When Pera Trees Whisper Pdf indir
When Pera Trees Whisper pdf indir, PDF kitap indirme sitemizde İNGİLİZCE sayfadan oluşan When Pera Trees Whisper kitabı 445 olarak çıkarılmıştır. Ahmet Ümit tarafından kaleme alınan When Pera Trees Whisper isimli kitap 9786051417387 dilinde ve Kitap Kağıdı ebatındadır. When Pera Trees Whisper kitabını 14.11.2017 numarası ile sorgulayabilir ve satın alabilirsiniz. When Pera Trees Whisper pdf oku indir.
When Pera Trees Whisper pdf indir
Darkness…
Darkness made much heavier by the cold. From a distance, songs reach his ear, the jovial shrieks of women, exaggerated drunken wails. Someone is cursing, perhaps to the heavens. Perhaps someone is sobbing, and just maybe someone is dying in the midst of this cacophony, this uproar. He doesn’t give a damn. He’s shed it all off; there’s just the rage… He walks without knowing where he is going, engulfed by hatred. That green-eyed monster, jealousy, has clutched his heart in its steely claw and is squeezing away.

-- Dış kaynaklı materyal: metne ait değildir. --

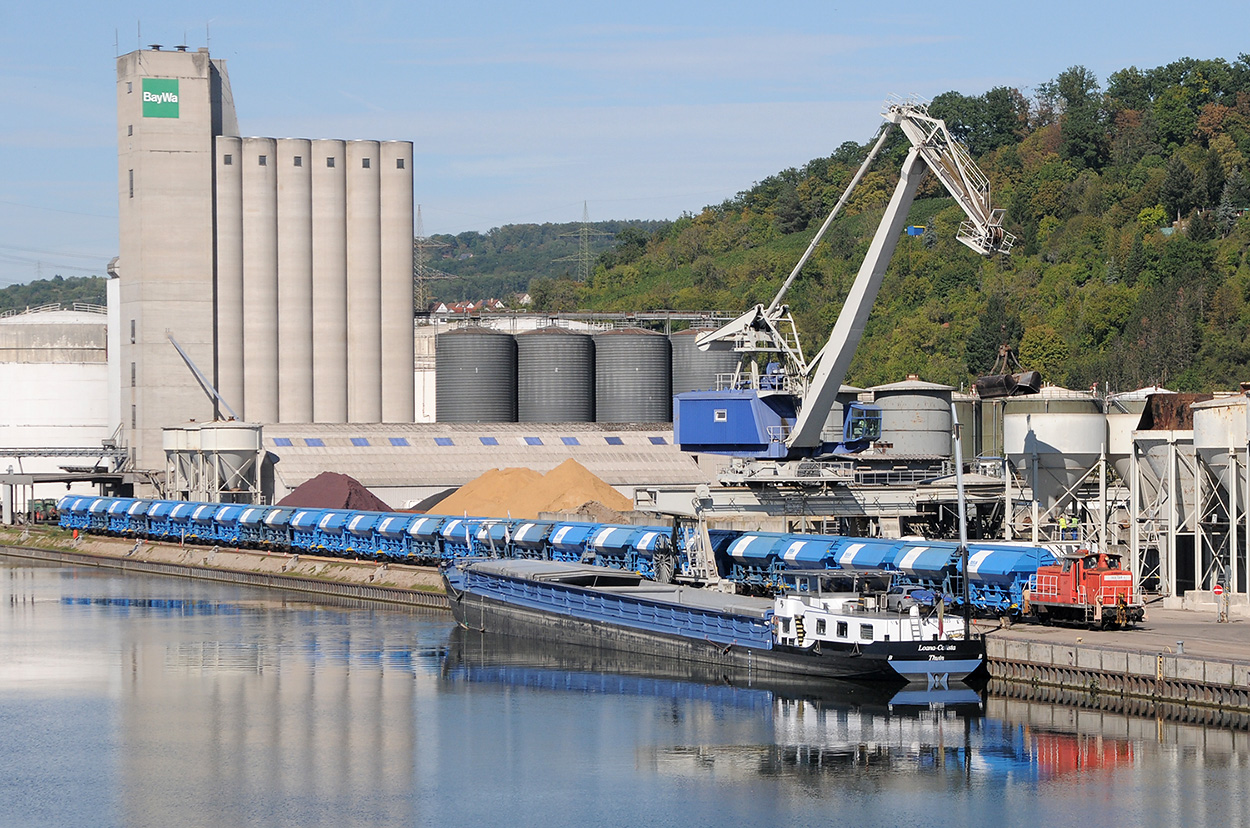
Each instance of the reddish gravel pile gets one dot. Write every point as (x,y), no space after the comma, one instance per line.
(333,490)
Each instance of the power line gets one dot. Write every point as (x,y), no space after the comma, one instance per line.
(584,234)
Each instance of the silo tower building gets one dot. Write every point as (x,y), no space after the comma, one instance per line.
(281,267)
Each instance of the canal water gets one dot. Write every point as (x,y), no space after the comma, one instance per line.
(148,701)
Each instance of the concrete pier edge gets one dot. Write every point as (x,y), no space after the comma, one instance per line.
(1185,687)
(1020,667)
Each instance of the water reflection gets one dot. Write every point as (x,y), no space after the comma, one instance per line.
(150,701)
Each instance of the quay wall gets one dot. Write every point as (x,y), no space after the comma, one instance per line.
(1020,667)
(354,579)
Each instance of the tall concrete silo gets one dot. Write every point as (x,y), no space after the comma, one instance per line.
(633,380)
(1054,439)
(260,333)
(696,370)
(295,280)
(475,377)
(555,377)
(915,417)
(364,284)
(330,282)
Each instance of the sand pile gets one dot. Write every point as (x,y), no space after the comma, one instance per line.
(524,493)
(333,490)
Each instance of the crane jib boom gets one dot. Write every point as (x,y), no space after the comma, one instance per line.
(781,413)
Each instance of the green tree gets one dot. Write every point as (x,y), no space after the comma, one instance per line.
(1178,190)
(1044,350)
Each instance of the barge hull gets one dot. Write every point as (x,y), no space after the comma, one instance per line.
(491,615)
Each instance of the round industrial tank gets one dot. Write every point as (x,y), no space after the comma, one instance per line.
(555,377)
(1123,414)
(1220,430)
(230,452)
(633,382)
(474,377)
(696,370)
(915,417)
(833,430)
(55,385)
(966,412)
(1064,429)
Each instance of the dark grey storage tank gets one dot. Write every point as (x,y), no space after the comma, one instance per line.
(555,377)
(915,417)
(633,380)
(474,377)
(695,370)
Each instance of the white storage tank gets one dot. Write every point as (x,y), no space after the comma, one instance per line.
(833,430)
(1220,428)
(915,417)
(1123,415)
(1065,430)
(54,374)
(475,377)
(555,377)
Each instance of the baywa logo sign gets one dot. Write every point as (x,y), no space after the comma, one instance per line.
(160,96)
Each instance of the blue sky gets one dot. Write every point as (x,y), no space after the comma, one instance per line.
(521,111)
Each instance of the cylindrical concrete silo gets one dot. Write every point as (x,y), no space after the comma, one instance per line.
(1053,439)
(1123,415)
(698,370)
(230,297)
(966,410)
(396,282)
(915,417)
(1220,432)
(295,280)
(555,377)
(475,377)
(364,284)
(329,282)
(633,380)
(260,279)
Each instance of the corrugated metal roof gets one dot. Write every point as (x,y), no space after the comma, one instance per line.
(450,454)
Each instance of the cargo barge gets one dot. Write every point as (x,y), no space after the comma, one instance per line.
(798,634)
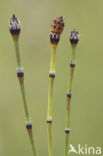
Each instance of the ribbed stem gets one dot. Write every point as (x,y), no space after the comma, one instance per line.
(67,131)
(32,143)
(50,97)
(24,101)
(21,82)
(16,43)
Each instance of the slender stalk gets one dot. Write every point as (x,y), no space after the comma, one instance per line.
(20,75)
(50,97)
(74,38)
(16,43)
(67,130)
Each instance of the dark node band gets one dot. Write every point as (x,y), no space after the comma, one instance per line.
(54,38)
(29,126)
(15,31)
(69,95)
(67,131)
(52,75)
(20,74)
(49,121)
(72,64)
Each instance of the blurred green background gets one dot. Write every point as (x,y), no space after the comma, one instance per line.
(87,102)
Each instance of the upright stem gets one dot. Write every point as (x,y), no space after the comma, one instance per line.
(17,53)
(21,82)
(67,130)
(24,102)
(50,97)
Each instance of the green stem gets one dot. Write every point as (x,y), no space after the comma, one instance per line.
(24,101)
(17,53)
(68,103)
(24,97)
(32,144)
(50,97)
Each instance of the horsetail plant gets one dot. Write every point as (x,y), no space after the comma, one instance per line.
(74,38)
(56,30)
(15,29)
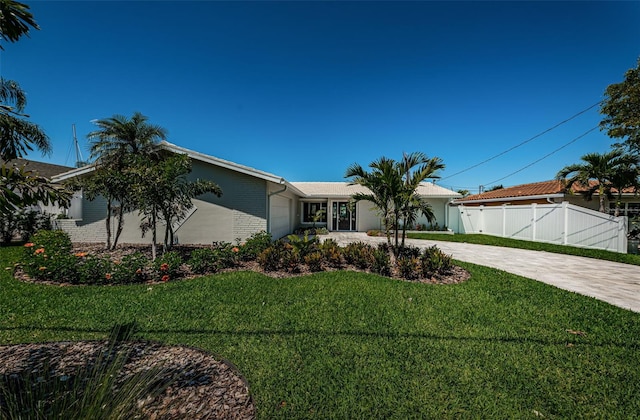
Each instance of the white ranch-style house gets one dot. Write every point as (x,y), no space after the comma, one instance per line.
(252,201)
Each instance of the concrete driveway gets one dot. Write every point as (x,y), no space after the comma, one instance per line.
(615,283)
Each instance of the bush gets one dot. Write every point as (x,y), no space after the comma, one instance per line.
(271,258)
(168,266)
(332,253)
(434,261)
(47,256)
(203,261)
(381,261)
(314,261)
(253,246)
(408,267)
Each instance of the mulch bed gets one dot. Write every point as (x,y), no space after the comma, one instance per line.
(206,388)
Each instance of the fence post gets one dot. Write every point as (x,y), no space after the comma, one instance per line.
(565,227)
(533,221)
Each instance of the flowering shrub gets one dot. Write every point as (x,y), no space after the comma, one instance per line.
(253,246)
(168,266)
(47,256)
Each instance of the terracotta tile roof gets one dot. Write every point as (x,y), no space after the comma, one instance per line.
(544,188)
(46,170)
(343,189)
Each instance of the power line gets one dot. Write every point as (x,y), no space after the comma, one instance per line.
(522,143)
(545,156)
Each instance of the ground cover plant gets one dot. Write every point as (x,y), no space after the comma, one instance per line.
(354,345)
(49,256)
(481,239)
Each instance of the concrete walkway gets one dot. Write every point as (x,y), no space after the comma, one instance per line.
(615,283)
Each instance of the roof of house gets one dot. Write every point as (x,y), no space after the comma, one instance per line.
(543,189)
(345,189)
(46,170)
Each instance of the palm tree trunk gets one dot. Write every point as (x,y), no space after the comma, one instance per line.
(108,224)
(119,227)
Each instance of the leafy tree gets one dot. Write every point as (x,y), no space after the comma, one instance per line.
(115,146)
(164,194)
(621,110)
(415,168)
(601,168)
(383,183)
(20,187)
(393,189)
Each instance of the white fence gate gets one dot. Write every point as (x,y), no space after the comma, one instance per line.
(561,223)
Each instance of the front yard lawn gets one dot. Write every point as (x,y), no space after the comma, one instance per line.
(353,345)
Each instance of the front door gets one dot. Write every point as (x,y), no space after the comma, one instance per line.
(343,216)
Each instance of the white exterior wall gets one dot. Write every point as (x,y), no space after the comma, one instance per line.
(561,223)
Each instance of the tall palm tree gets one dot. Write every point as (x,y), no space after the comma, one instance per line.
(601,168)
(114,145)
(17,134)
(383,184)
(415,168)
(15,20)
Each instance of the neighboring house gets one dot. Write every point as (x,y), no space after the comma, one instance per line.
(252,201)
(547,192)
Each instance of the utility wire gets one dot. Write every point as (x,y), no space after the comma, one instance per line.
(545,156)
(522,143)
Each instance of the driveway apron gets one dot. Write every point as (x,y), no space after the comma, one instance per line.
(615,283)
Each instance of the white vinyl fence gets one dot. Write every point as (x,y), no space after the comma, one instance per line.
(561,223)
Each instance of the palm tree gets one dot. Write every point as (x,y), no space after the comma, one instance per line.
(415,168)
(601,168)
(15,20)
(17,134)
(625,176)
(383,184)
(114,146)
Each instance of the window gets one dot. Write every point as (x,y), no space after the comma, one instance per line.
(310,210)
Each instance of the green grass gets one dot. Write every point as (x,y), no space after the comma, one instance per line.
(352,345)
(481,239)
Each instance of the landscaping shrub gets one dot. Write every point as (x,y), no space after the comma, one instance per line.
(203,261)
(381,262)
(434,261)
(167,267)
(332,253)
(314,261)
(47,256)
(359,254)
(271,258)
(408,267)
(253,246)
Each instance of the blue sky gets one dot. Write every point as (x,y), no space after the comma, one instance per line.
(304,89)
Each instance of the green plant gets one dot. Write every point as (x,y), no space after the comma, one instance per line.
(254,245)
(271,258)
(47,256)
(304,244)
(99,389)
(168,266)
(314,261)
(332,253)
(408,267)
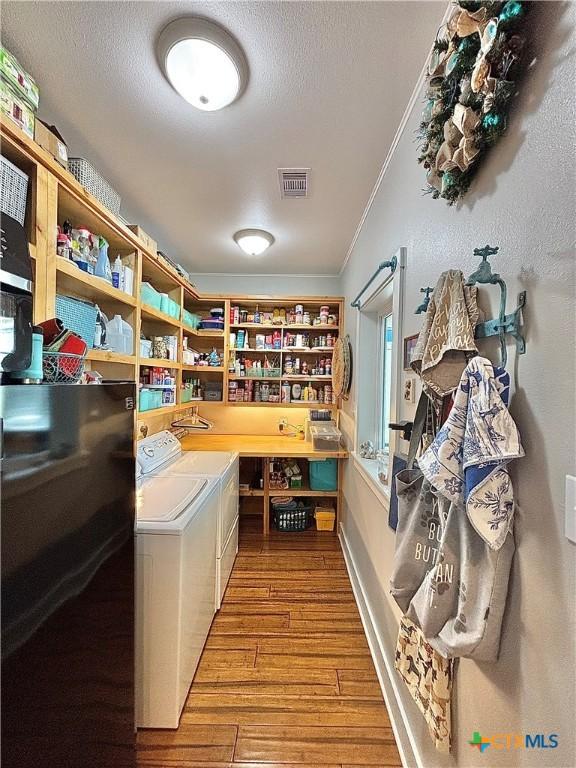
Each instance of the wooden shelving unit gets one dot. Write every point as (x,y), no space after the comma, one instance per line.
(55,195)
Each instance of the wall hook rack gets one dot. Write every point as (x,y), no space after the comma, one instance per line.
(504,323)
(391,265)
(423,306)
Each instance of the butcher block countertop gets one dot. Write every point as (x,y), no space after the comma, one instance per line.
(277,446)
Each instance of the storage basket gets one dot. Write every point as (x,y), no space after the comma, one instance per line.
(94,183)
(13,190)
(78,316)
(292,516)
(62,368)
(323,474)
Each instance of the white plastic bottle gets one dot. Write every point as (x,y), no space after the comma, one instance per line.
(117,273)
(120,336)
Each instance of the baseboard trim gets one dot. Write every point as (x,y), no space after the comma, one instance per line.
(388,679)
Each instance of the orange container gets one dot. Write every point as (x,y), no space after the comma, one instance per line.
(325,519)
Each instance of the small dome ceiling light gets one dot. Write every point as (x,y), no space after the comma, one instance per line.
(253,241)
(202,62)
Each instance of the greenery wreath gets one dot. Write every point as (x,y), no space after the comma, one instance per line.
(470,86)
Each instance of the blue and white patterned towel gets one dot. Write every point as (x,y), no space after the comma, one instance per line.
(467,462)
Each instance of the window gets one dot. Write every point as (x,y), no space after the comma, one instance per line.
(378,372)
(385,380)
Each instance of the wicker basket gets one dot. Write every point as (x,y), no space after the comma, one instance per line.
(62,368)
(78,316)
(95,183)
(13,190)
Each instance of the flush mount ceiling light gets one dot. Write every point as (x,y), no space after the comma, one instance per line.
(253,241)
(203,63)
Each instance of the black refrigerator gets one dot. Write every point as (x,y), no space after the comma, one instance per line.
(67,546)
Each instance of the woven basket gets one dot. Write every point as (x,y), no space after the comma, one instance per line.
(13,190)
(95,183)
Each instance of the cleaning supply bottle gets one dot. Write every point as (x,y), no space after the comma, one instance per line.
(120,336)
(103,264)
(117,273)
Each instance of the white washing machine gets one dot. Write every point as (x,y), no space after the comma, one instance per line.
(171,461)
(176,521)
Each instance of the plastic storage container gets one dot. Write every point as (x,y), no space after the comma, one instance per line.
(120,336)
(323,475)
(78,316)
(290,515)
(325,519)
(325,437)
(213,390)
(169,306)
(190,319)
(150,296)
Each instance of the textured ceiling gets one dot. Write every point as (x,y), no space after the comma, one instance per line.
(329,82)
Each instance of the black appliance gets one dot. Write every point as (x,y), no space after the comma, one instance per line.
(67,546)
(16,301)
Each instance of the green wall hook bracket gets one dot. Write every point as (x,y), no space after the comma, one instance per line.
(423,306)
(504,323)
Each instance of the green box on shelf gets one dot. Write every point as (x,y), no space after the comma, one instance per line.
(323,474)
(150,296)
(16,108)
(22,83)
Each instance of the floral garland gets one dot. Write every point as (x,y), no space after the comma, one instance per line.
(470,86)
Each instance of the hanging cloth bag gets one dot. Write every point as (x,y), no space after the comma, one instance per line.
(419,511)
(460,604)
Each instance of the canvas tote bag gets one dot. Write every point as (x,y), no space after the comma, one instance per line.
(417,532)
(445,577)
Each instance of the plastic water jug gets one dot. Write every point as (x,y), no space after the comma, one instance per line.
(120,336)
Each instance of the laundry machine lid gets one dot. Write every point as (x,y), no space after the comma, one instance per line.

Women, says a voice from the depths of his consciousness…
Women. You cannot play around with them. You think you are playing with them but then the next thing you know, you’ve become the toy. In the street appear the faces of the women he’s had in his life. Their images fall at his feet one by one. All of them with heads hung and eyes filled with grief… All of them heartbroken. He brushes it off, passing over and stepping on them like puddles, but the images fall onto the ground once again. Women, the voice says again. You can never escape them; their spirits will haunt you for the rest of your life…
Karanlık…
Soğuk havayla iyice ağırlaşan bir karanlık. Uzaklardan şarkılar geliyor kulağına, neşeli kadın çığlıkları, ayarını yitirmiş sarhoş naraları. biri küfrediyor belki ana avrat, belki ağlıyor biri hıçkıra hıçkıra, belki biri usulca ölüyor bu gürültünün, bu hengâmenin ortasında. Umurunda değil. Hepsinden sıyrılmış, yalnızca öfke… Nereye gittiğini bilmeden yürüyor, nefret tarafından kuşatılmış olarak. Kıskançlık denen o canavar, çelikten pençesine almış yüreğini, habire sıkıyor.
“Kadınlar,” diyor bir ses zihninin derinliklerinden…
“Kadınlar, onlarla oynayamazsın… Oynadığını zannedersin ama bir de bakmışsın, asıl oyuncak sen olmuşsun.” Hayatına giren kadınların yüzleri beliriyor sokağın zemininde. Birer birer düşüyor fotoğrafları ayaklarının dibine. Hepsinin boynu bükük, hepsinin gözlerinde keder. Hepsi üzgün… Aldırmıyor, bir su birikintisiymiş gibi basıp geçiyor üzerlerinden ama yeniden düşüyor görüntüler zemine. “Kadınlar,” diyor o ses yine, “Kadınlardan asla kurtulamazsın, hayaletleri yaşamın boyunca seni takip eder.”